Lukas und Jim bissen die Zähne zusammen.

In diesem Augenblick blieb Emma stehen und stieß einen langen verzweiflungsvollen Pfiff aus. Irgendwie war sie von der schnurgeraden Linie abgekommen, und nun spürte sie plötzlich, daß direkt vor ihren Rädern der Abgrand gähnte.

„Verflixt!" sagte Lukas und versuchte nacheinander ein paar Hebel. Aber Emma zitterte bloß und weigerte sich weiterzufahren.

„Was hat sie denn?" fragte Jim mit schreckensweiten Augen.

„Keine Ahnung", knurrte Lukas. „Sie will nicht weiter. Wahrscheinlich haben wir den geraden Weg verloren."

„Und was wird jetzt?" flüsterte Jim.

Lukas antwortete nicht. Aber Jim kannte Lukas' Gesicht, wenn höchste Gefahr bestand. Dann wurde der Mund zu einem Strich, die Backenknochen traten hervor, und die Augen wurden ganz schmal.

„Auf jeden Fall darf das Feuer nicht ausgehen", sagte er schließlich. „Sonst sind wir verloren."

„Aber wir können doch nicht einfach hier stehenbleiben", wandte Jim ein.

Lukas zuckte nur die Achseln. Jim fragte nicht weiter. Wenn nicht mal Lukas wußte, was sie tun sollten, dann stand es wohl ziemlich schlimm.

Das Klagen des Windes hörte sich jetzt beinahe schadenfroh an. Es war, als ob der „Mund des Todes" schauerlich lachte:

„Huhuhuhuhohohooooooo!"

„Gib die Hoffnung nicht auf, alter Junge!" tröstete Lukas. Aber es klang nicht sehr überzeugend.

Sie warteten und warteten, und dabei überlegten sie beide angestrengt, was zu tun wäre. Aussteigen konnten sie nicht wegen der Kälte. Außerdem hätte es ja auch nichts genützt. Rückwärtsfahren ging nicht, denn Emma wagte nicht die kleinste Bewegung, weder vorwärts noch zurück. Was sollten sie tun? Nichts konnten sie tun. Aber sie mußten irgend etwas unternehmen! Jede Sekunde, die sie verloren, brachte sie dem Augenblick näher, wo die Kohlen zu Ende waren.

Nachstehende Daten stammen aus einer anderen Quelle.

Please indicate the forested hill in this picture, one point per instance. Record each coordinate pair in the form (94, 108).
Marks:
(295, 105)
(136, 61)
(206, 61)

Während sie schweigend weiterschürten und ihr Gehirn zermarterten, ohne daß ihnen etwas einfiel, bereitete sich draußen ihre Rettung vor. Der Dampf, der aus Emmas Schornstein aufstieg, gefror nämlich in der eiskalten Luft und fiel als Schnee herunter. Der klagende Wind trieb die Flocken vor sich her, und nach und nach bedeckte sich die Umgebung rings um die Lokomotive mit Schnee. Die weißen Wirbel senkten sich über die schwarzen Felsen, und wo diese vom Schnee bedeckt waren, konnten sie das Licht nicht mehr aufschlucken, und auf einmal war der Weg zu erkennen. Mitten im schwarzen Nichts schwebte plötzlich ein Stück weiße Straße.

Jim bemerkte es zuerst. Er hatte ein Loch in die Eisblumen am Fenster gehaucht und versuchte hinauszuspähen.

„He, Lukas!" rief er. „Schau doch mal!"

Lukas sah hinaus. Dann richtete er sich auf, nickte Jim ernst zu, holte tief Luft und sagte:

„Wir sind gerettet."

Und dann zündete er sich eine neue Pfeife an.

Nun war Emma auch zu bewegen, weiterzufahren. Sie fand die gerade Linie wieder, und von neuem ging es hinein in die kohlpechrabenschwarze Finsternis.

„Huuuuuooooochchchchchchch!" stöhnte der Wind. Und es klang, als führen sie geradewegs in den geöffneten Todesrachen hinein.

„Oooooooaaaaaahhhhhhhh!" gähnte es. Und dann kamen sie auf der anderen Seite des Felsentores heraus und waren dem „Mund des Todes" entronnen.

„Hiiiiiiiüüüüüü!" seufzte es noch einmal hohl hinter ihnen her, aber es hörte sich schon viel ungefährlicher an. Und dann verhallte das Wehklagen hinter ihnen in der Ferne.

Sie hatten jetzt nur noch zehn Schaufeln Kohle. Aber zum Glück führte der Weg nun abwärts, denn der „Mund des Todes" lag ja an der hochsten Stelle. Lukas warf jede Minute eine Schaufel Kohlen aufs Feuer: Eine Minute - zwei Minuten - drei Minuten - vier - fünf - sechs - sieben Minuten - acht - neun - und - zehn Minuten - - - Jetzt war die letzte Schaufel Kohle verheizt. Aber es wurde nicht heller. Immer langsamer rollte die Lokomotive. Gleich würde sie stehenbleiben…

Da, im allerletzten Augenblick, war es, als glitten sie durch einen Vorhang hindurch. Licht drang durch die vereisten Fenster herein, helles Sonnenlicht. Emma blieb stehen.

„So, Jim", sagte Lukas, „wie wär's mit einer kleinen Erholungspause?"

„In Ordnung", antwortete Jim und stieß einen tiefen Seufzer der Erleichterung aus.

Sie entfernten mühsam das dicke Eis von den Riegeln und stießen die Tür auf. Warme Luft strömte ihnen entgegen. Sie kletterten hinaus, um ihre erstarrten Glieder in der Sonne aufzutauen.